You do have to be over 18 here to handle stallions at a show, however I agree.

The stallions at our yard are better behaved. There is one fresh under saddle that has to occassional slip up, but thats also because his rider isn't 1000% all the time. I say 1000% because you've got to keep your boundries and not cross them.

He doesn't nip, but he has tried lipping when I first brought him home. Lipping leads to nipping leads to biting. I push his face away, and he caught on. My mum stroked his nose and he tried lipping. I explained no one touches his face but me when he's worked well- that is his reward and he'll learn that. Learning curve to my mum that this is a stallion now, not a toy ;D 

We have had stallions in the area come and use our school. If they can't behave, they're out.. but they are.

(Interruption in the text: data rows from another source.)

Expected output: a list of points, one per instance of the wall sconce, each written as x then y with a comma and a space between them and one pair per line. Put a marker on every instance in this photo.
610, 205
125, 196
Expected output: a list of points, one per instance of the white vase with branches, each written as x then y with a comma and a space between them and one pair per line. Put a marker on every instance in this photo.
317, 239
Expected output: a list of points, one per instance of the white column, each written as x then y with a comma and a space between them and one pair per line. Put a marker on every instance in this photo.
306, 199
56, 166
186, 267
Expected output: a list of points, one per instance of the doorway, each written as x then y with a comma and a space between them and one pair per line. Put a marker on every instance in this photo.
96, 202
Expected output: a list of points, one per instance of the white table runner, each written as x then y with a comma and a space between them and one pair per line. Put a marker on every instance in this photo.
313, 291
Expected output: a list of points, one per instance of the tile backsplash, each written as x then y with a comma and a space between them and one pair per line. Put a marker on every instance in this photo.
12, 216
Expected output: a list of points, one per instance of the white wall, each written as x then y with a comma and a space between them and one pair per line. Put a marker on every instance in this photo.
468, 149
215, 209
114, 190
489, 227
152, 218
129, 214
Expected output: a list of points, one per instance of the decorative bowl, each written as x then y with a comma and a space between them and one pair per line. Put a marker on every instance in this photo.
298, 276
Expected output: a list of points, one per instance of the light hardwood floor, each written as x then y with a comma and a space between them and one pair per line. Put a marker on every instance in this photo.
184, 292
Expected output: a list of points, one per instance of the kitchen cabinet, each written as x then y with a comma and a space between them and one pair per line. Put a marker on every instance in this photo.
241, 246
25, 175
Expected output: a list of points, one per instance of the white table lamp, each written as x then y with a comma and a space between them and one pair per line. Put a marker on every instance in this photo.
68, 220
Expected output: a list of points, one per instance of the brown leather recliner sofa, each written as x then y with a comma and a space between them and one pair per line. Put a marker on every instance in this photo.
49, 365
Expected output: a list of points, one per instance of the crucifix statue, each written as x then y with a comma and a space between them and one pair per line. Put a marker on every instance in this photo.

Stallions ARE quite common round here.. we are about 1h30 away from the home of the German warmblood for lack of better word, and if we didn't have stallions.. well.. we'd never have foals.. and well... never have riding horses again ;D


----------



## DuffyDuck (Sep 27, 2011)

BlooBabe said:


> I think you are doing an amazing job with your stud. I agree that he's not aloud to 'hang out' when I'm around him or any other person for that matter. I have told people that if he's being a stud around them then they can give him a quick smack to the chest barrel or rump and if that doesn't work they can make him work so he has the respect of everyone in contact with him and not just me. I don't know what kind of horse you have but because mine is a draft I started teaching him to lift his legs with a tap on the leg to let him know which I wanted, push his leg forward until I got it to bend, and then I'd use a lead rope to help me lift and hold his leg up before he got the hang of it. Because my body wasn't up next to his he couldn't lean on me. I never gave him the option to lean because if I felt the weight get heavy I'd drop the leg a bit or completely teaching him to hold it himself. I also agree with doing circles, bending, and other work when he's misbehaving whether it's calling out to the mare or acting studly towards you or anyone else (also other animals such as dogs, cows, or any animals at your barn). There might me times when it's hard to deal with him but the more vigilant you are and the more work you do with him the better he'll be.
> 
> 
> I disagree with what other people have been saying about how dangerous stallions are. A stallion that isn't trained correctly will be dangerous. However the properly trained and socialized stallion will act no differently then any other horse. For example I have an 18hh Belgian stallion that I've trained from nothing that I bring to shows all the time and he's never once gone after a mare. In fact the people who own the mares have a harder time controlling their horses around mine than I do controlling my boy around them. He's also paddocked with a gelding, adjacent to both another stallion separated by electric tape (not electrified), another gelding separated by electrified tape because the gelding isn't friendly, and a mare about 10 feet in front of him across in another paddock. He hasn't acted out at any of the horses around him since I've finished training because he knows not to act out. If he acted studly or tried to act like head honcho over me then he got worked. It's a lot of work but if you're willing to do it then I wish you the best of luck. Don't let other people bully you around and decide what to do with him, he's your horse, your opinion is the only one that matters, and if you want to keep him in tact then go for it.



o.o
I never even thought about the poor dogs. NOOO!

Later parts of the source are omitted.